Any schoolchild will tell you that 1049 is greater than 888. This means
that state expenditures have not increased ENOUGH to keep up with the
demands of all the growth within California’s borders. And, if anyone
wants to argue that population growth is somehow accounted for in
the GDP figure, the result is still 888% to 973%. No wonder the road
system is in such bad shape. It’s one of the easiest places to defer
maintenance, which is what anyone does when funds are insufficient.
So much for the argument that government is "wasteful"! I know
first-hand that about the same number of city employees as existed
in the early 1990s, serve the currently larger population of
Los Angeles. I have no reason to believe the state employees are
less efficient. The current state of affairs is a result of petty
legislative despots who have no compassion for or awareness of the
lives of the people they are harming.
So unless you hate your kids and grandkids, who’ll take the brunt
of the hit now AND eventually have to pay for all the deferred
maintenance and other costs of the "penny wise, pound foolish"
approach advocated, and tyrannically enforced, by the right wing
obstructionists in Sacramento, you’d better get off your tail and
start finding ways to turn these Republicans around.

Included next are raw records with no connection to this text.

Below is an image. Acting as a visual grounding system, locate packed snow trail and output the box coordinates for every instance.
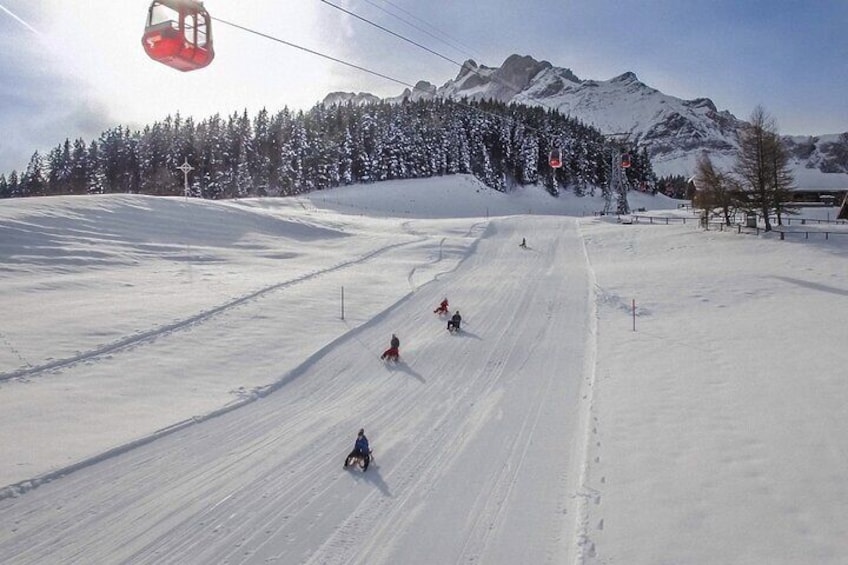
[0,216,593,564]
[0,198,479,489]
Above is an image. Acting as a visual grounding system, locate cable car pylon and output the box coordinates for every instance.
[602,133,633,216]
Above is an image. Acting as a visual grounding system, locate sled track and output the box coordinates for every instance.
[453,313,561,564]
[0,238,425,383]
[0,216,598,562]
[302,331,518,565]
[303,220,576,565]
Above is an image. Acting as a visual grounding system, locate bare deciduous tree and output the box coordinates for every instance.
[694,152,739,226]
[733,106,795,231]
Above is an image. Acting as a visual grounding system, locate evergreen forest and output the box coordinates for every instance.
[0,98,657,201]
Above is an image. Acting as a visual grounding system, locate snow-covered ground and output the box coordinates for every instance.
[0,175,846,564]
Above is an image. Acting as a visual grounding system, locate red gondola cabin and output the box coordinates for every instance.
[621,153,632,168]
[142,0,214,71]
[549,149,563,169]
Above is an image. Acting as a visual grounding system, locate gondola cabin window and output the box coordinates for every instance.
[549,149,563,169]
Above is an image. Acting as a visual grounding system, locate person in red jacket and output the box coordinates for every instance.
[381,334,400,361]
[434,298,449,315]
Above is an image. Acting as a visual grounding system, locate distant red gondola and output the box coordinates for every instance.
[142,0,214,72]
[549,149,563,169]
[621,153,632,168]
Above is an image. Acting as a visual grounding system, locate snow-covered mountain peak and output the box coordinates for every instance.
[610,71,639,84]
[322,91,381,107]
[321,54,848,185]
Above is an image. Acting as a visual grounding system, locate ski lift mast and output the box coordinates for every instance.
[603,133,633,215]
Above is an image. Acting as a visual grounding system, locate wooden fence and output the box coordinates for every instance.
[620,214,848,242]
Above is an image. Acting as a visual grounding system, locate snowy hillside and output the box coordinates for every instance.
[439,56,741,174]
[1,176,847,564]
[326,54,848,186]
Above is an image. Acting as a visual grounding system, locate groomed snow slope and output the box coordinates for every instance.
[1,175,846,564]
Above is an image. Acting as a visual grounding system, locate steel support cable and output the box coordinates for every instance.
[213,16,417,91]
[317,0,464,68]
[360,0,482,60]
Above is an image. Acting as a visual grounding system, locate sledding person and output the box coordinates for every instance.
[434,297,449,315]
[447,310,462,332]
[344,428,371,470]
[381,333,400,361]
[519,237,527,248]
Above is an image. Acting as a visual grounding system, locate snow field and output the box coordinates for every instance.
[1,175,846,564]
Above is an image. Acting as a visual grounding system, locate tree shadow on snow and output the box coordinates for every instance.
[771,276,848,297]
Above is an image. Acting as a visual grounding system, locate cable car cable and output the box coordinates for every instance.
[359,0,483,61]
[213,17,417,91]
[317,0,464,68]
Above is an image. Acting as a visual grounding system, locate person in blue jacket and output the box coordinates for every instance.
[345,428,371,470]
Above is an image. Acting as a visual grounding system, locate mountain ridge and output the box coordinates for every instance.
[324,54,848,187]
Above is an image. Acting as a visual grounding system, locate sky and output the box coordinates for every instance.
[1,1,847,174]
[1,177,846,562]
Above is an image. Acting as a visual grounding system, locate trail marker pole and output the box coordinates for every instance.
[632,299,636,332]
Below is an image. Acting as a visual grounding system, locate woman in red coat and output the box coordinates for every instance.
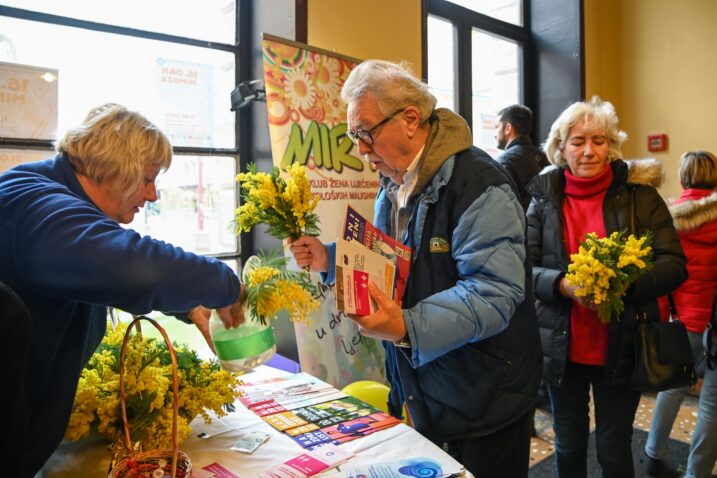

Oh, and I sure hope you have good health insurance. Why? Well, with
less money (something on the order of 12-13% less, judging by the $25
billionish in budget cuts recently enacted), public health is bound
to suffer too. The likelihood of contagion (think swine or avian flu)
running rampant then increases… Who knows, that might drive some
members of the Armenian community to return to whence they emigrated.